Leverkusen a laissé filer deux points précieux contre son « ennemi préféré » : dans un Borussia-Park toujours aussi particulier, le Bayer n’est pas allé au-delà d’un match nul 1-1 contre Mönchengladbach et a ainsi mis fin à sa série de victoires. En tant que passionné qui suit chaque journée, j’ai vu une rencontre où l’envie était là, mais où les idées manquaient cruellement pour empocher les trois points indispensables dans la course à la Ligue des Champions.

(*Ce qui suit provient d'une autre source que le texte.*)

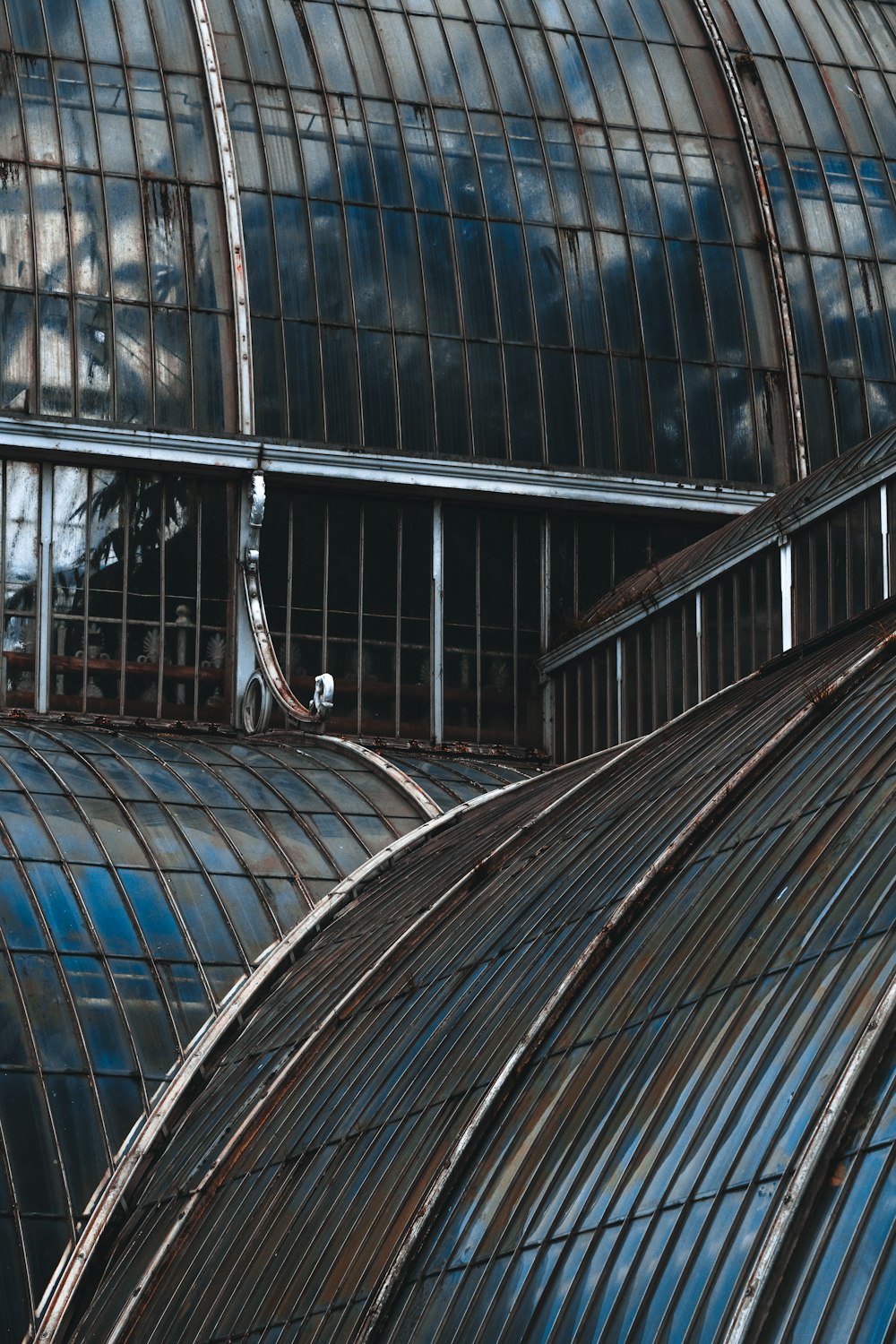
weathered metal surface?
[0,718,431,1338]
[538,429,896,674]
[52,623,896,1340]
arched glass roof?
[381,752,540,811]
[0,720,431,1340]
[54,605,896,1344]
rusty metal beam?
[355,633,896,1344]
[723,976,896,1344]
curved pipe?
[35,762,556,1344]
[723,976,896,1344]
[191,0,255,435]
[694,0,809,480]
[355,633,895,1344]
[240,472,333,733]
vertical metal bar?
[431,500,444,742]
[540,513,556,757]
[474,510,482,742]
[395,504,404,737]
[194,491,202,722]
[283,499,295,682]
[156,476,166,719]
[191,0,255,433]
[117,472,135,714]
[321,499,329,671]
[694,589,702,704]
[780,542,794,653]
[355,502,364,737]
[35,462,52,714]
[511,513,520,747]
[880,481,890,601]
[232,481,255,726]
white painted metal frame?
[191,0,255,435]
[431,500,444,742]
[0,416,775,518]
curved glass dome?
[0,0,896,481]
[49,604,896,1344]
[0,722,428,1340]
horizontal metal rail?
[0,416,774,516]
[538,468,896,676]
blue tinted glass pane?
[310,201,350,323]
[719,368,758,481]
[366,104,411,206]
[119,868,188,957]
[62,957,134,1074]
[0,1073,65,1215]
[399,107,447,210]
[0,855,47,948]
[168,873,242,962]
[71,866,142,956]
[28,863,92,952]
[383,210,425,331]
[108,961,177,1078]
[812,257,858,374]
[239,191,280,314]
[613,359,651,470]
[576,355,616,470]
[668,242,711,360]
[454,220,497,336]
[702,246,747,363]
[468,343,505,459]
[684,365,723,480]
[418,215,461,336]
[3,793,57,859]
[345,206,390,327]
[358,332,398,449]
[321,327,360,444]
[648,360,688,476]
[490,225,535,341]
[478,24,532,116]
[13,953,84,1070]
[632,238,676,357]
[525,228,570,346]
[595,233,641,349]
[508,117,555,223]
[582,38,637,126]
[785,254,825,373]
[560,228,607,349]
[433,340,470,457]
[548,30,599,121]
[46,1074,108,1210]
[541,349,579,467]
[833,378,868,452]
[471,113,520,220]
[286,323,323,443]
[395,336,435,454]
[504,346,541,462]
[435,109,482,215]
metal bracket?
[240,472,333,733]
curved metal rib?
[240,472,333,733]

Un début de match inattendu
La rencontre a pris un tournant très tôt. Dès la 10e minute, Yannik Engelhardt a profité d’une séquence confuse dans la surface adverse pour ouvrir le score et surprendre Leverkusen. C’était un but « venant de nulle part », qui a mis les visiteurs sur la défensive et obligé Xabi Alonso (ou le staff, selon la composition tactique du soir) à réagir. Leverkusen, malgré sa qualité technique, a paru imprécis et emprunté dans les premiers instants.
Erreur et opportunité
Le tournant psychologique est arrivé juste avant la pause : un malheureux but contre son camp de Philipp Sander a permis au Bayer de revenir à égalité (45e). L’action est assez révélatrice : au lieu de payer cash leur faiblesse, les visiteurs ont bénéficié d’un cadeau, ce qui souligne que le match aurait pu basculer soit dans un sens, soit dans l’autre. Pour Leverkusen, ce but a permis d’éviter une contre-performance encore plus frustrante, mais il n’a pas effacé le constat d’ensemble : le jeu collectif manquait de verticalité et de créativité.
Leverkusen manque de tranchant
Après la pause, Leverkusen a montré plus d’engagement offensif. Patrik Schick a tenté sa chance dès la 48e minute, et Aleix Garcia a décroché une tentative lointaine à la 54e. Néanmoins, ces frappes traduisent surtout une incapacité à construire davantage d’occasions claires : trop peu de combinaisons rapides, un manque de mouvements synchronisés devant et une incapacité à exploiter pleinement les failles dans la défense de Gladbach. On sent que cette équipe a du potentiel, mais parfois l’animation offensive se résume à des initiatives individuelles plutôt qu’à un plan collectif désarmant.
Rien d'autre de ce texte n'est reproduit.